Some more equal than others

Coupled with independence, it is also essential to place accountability on our public officers. To ensure any kind of faith in the system, keeping reasonable checks and balances is a must. It is in this part that the Ordinance falters. 

First, the fundamental principle of rule of law is that the law applies equally to everyone. This Ordinance, to some extent, erodes and indents this. It leaves for the possibility of misuse by the state machinery and misuse of it. 

2 Second, it can potentially limit access to justice. By adding another requirement before proceeding against public officers, it creates another hurdle and barrier for judicial function to take its course. It also erodes the judicial function as even the courts cannot proceed suo motto. 

3 Third, and perhaps most importantly, it limits the freedom of speech. The order makes it a criminal offence, attracting imprisonment of up to two years, in case the identity of public officers in question is revealed. The Supreme Court has on various occasions held that the press enjoys the fundamental right of freedom of speech. This ordinance, to protect the reputation of public officers will trample on that right. What is most worrisome is that the public won’t ever even know of the public officers in question. Thus, the impact of this ordinance will be to limit knowledge of the doings of the public officers. 

Freedom of press curtailed

In our democratic government, it is for the legislative to legislate and frame rules, for the executive to execute these rules and if need be, for the judiciary to adjudicate. Principles of fairness, reasonableness and justice surround them. This ordinance seems to breach them all. The media, sometimes referred to as the ‘fourth’ branch, is also stripped of its function of dispensing information. 

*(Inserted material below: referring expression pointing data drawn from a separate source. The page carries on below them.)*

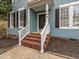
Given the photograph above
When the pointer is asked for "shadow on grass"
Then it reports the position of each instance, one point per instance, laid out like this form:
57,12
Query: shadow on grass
64,48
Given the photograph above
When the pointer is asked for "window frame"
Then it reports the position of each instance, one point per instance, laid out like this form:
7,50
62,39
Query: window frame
71,7
11,26
14,1
19,25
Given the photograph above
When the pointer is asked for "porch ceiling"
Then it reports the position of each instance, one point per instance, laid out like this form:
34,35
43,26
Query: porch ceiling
40,4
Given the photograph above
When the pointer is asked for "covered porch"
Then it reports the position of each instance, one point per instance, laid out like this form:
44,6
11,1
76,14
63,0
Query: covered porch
37,31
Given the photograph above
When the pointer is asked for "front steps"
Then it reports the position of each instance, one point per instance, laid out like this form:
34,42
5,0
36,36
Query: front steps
33,40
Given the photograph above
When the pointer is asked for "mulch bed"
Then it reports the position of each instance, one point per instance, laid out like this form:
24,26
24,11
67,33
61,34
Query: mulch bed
64,47
7,42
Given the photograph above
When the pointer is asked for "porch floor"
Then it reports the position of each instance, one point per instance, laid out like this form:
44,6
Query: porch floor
58,49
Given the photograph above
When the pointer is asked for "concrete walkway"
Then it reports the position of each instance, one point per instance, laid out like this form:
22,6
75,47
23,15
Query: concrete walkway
20,52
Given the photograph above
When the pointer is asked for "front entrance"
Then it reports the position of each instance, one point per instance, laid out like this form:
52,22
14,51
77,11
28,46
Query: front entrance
41,21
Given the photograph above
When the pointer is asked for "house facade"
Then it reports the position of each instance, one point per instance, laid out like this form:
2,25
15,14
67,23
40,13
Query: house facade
38,9
60,18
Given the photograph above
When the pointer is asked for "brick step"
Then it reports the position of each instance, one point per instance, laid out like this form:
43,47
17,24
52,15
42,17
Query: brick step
35,36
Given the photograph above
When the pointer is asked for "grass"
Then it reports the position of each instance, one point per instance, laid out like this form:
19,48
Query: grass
3,27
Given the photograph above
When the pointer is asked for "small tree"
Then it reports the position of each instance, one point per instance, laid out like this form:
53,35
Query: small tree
5,7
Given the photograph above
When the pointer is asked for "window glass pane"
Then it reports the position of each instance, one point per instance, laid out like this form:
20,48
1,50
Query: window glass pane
76,15
22,18
65,17
12,20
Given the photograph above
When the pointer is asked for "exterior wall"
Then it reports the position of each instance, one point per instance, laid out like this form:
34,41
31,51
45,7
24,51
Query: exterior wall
65,33
15,6
13,31
33,21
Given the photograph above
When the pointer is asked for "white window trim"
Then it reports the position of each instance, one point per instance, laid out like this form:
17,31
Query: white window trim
19,17
70,15
11,26
14,1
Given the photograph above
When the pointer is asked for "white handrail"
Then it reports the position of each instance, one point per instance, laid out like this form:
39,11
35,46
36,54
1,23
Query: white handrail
23,32
45,31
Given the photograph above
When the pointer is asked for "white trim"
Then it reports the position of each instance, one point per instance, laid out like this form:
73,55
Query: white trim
38,20
47,13
69,4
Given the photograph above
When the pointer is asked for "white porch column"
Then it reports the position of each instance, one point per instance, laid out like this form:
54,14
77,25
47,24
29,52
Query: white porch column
28,18
47,13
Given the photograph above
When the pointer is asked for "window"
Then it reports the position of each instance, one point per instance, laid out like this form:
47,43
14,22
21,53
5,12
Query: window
11,19
65,17
69,16
22,17
13,1
17,19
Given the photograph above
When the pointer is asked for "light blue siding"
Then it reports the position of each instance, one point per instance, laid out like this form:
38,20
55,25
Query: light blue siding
19,4
66,33
15,6
33,21
12,31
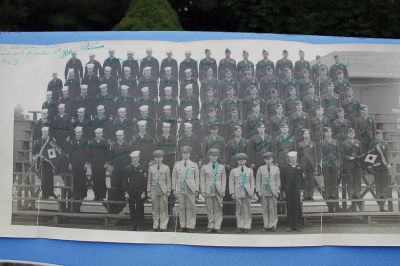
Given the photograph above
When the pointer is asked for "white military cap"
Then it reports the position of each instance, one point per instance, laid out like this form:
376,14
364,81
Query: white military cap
135,154
144,108
119,132
142,122
78,129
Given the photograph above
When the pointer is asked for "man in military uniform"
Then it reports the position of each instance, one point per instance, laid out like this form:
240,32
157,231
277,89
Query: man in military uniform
301,65
159,189
381,170
315,69
168,81
228,82
114,63
170,64
261,67
330,153
152,62
291,175
311,102
91,80
185,184
148,81
142,141
212,187
259,143
188,80
241,189
189,139
275,122
99,154
268,183
78,155
226,64
110,81
267,83
209,82
119,159
133,64
299,121
97,69
207,63
55,85
282,64
130,81
365,128
340,126
308,160
253,119
244,65
337,66
135,187
76,65
188,63
351,150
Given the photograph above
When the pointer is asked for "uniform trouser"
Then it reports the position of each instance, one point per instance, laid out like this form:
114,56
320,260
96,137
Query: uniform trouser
136,209
353,185
160,211
269,211
47,179
214,212
243,212
381,177
309,183
187,210
330,186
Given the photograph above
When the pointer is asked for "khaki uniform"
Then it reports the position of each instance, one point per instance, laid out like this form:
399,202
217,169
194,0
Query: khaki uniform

It is of course unequivocally important to safeguard the interests and reputation of the public officers, but this also needs to be balanced with the rights of the public. In a very famous English case, the judges remarked ‘Not only must justice be done; it must also be seen to be done.’ This ordinance first creates a hurdle in the act of doing justice by adding the requirement of another layer of permissions. It then creates another hurdle in the act of ‘seeing’ justice by prohibiting dispensing of knowledge by the press.